A balancing charge can only be deferred if it arises on a qualifying ship. A ship is a qualifying ship if it is a ship of a seagoing-kind registered in a shipping register as a ship with a gross tonnage of 100 tons or more.

The 100 tons gross tonnage requirement does not apply when the disposal event causing the balancing charge is the total loss of the ship or damage which puts it in a condition where it is impossible, or not commercially worthwhile, to repair it. In such cases there is no weight restriction.

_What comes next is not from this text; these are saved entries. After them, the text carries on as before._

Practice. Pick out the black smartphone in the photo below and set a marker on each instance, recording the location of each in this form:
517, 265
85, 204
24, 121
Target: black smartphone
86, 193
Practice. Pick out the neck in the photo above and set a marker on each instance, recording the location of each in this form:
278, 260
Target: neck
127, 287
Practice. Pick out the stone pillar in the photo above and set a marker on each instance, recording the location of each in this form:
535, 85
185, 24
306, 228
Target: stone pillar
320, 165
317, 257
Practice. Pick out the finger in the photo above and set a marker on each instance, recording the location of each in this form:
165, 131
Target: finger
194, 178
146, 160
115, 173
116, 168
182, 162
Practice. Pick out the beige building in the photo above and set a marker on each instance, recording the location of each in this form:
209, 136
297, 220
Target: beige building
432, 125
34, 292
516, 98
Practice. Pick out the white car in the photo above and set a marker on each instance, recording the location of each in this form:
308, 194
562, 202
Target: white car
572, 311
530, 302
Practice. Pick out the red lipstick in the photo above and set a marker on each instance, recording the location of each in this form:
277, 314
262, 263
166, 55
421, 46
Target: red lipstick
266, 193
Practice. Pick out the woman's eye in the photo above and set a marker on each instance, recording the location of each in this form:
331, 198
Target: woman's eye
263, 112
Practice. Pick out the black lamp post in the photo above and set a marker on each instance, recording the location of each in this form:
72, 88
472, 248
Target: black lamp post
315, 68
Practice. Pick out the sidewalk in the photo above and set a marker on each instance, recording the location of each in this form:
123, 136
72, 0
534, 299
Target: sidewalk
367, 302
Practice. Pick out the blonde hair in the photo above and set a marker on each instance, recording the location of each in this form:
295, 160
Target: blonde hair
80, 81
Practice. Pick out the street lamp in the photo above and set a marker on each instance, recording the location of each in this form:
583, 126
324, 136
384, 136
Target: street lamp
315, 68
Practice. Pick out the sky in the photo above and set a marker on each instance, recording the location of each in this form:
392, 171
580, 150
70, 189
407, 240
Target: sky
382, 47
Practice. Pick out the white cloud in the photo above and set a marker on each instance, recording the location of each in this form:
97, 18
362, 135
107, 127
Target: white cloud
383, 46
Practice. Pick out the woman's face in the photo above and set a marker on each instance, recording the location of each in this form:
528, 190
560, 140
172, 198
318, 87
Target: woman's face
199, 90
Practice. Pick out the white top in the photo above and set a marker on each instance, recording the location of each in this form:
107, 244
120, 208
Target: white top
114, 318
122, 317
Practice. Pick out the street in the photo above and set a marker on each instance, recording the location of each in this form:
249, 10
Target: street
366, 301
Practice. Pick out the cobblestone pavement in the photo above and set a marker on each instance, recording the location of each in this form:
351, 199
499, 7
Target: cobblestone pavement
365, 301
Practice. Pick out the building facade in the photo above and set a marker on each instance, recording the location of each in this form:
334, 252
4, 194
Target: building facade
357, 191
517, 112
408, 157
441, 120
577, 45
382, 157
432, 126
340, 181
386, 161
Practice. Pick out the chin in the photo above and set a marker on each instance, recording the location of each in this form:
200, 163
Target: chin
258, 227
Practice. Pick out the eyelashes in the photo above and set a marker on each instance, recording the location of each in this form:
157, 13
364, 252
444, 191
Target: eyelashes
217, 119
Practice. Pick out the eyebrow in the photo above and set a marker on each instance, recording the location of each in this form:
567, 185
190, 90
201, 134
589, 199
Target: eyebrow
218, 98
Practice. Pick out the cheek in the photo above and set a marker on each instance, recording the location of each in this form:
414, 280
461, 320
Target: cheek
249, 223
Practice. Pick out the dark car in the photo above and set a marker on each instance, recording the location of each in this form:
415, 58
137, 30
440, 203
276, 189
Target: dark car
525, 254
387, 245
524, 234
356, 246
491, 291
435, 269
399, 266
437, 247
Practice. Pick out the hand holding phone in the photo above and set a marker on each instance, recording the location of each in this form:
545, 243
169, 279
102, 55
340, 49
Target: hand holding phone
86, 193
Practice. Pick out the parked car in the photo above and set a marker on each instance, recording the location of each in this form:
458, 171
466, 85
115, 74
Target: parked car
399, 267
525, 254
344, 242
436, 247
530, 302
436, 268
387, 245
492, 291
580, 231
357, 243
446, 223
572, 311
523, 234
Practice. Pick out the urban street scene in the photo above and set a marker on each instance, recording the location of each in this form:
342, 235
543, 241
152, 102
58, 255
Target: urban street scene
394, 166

Example Pedro is a fisherman who has a fishing boat with a gross tonnage of 50 tons. The fishing boat sinks. It is a qualifying ship even though its gross tonnage is less than 100 tons because it has been totally lost. This means that if the insurance proceeds create a balancing charge it can be deferred. If, however, Pedro had sold the fishing boat it would not have been a qualifying ship and so any balancing charge arising from the sale could not be deferred.

A ship is not a qualifying ship if:

  • it is of a type primarily used for sport or recreation by the owner or people to whom it is made available, or
  • it is an offshore installation for the purposes of the Mineral Workings (Offshore Installations) Act 1971, or would be if the activity for which it is being used were being carried out in controlled waters; this covers things like oilrigs and gas installations.
  • it is not registered in a relevant register within three months of the start of the qualifying period by the shipowner or a person connected with the shipowner.


The qualifying period is:

  • the period of 3 years that begins when the ship was first brought into use for the purposes of a qualifying activity of the shipowner or, without having been brought into use by the shipowner, for the purposes of a qualifying activity of a person connected with the shipowner, or
  • if shorter, the period beginning then and ending when the ship ceases to belong to the shipowner or any person connected with the shipowner.


This means that the qualifying period can never last for more than three years.

Example Jesse and Frank are brothers. Jesse buys a ship on 1 September 2006. Jesse does not bring the ship into use and transfers it to Frank on 1 December 2006. If Frank brings the ship into use on 1 July 2007 the qualifying period begins on 1 July 2007. It ends on 1 July 2010 provided that Frank still owns the ship on that date. If Frank sells the ship before, then the qualifying period ends when Frank sells the ship.

A relevant register is any register of shipping established and maintained:

  • under the law of any part of the British Islands (the United Kingdom, the Channel Islands and the Isle of Man), or
  • under the laws of any country or territory which during the qualifying period is an EEA State or a colony.


The countries that are colonies are Anguilla, Bermuda, British Virgin Islands, Cayman Islands, Falkland Islands, Gibraltar, Montserrat, St Helena, Turks & Caicos Islands.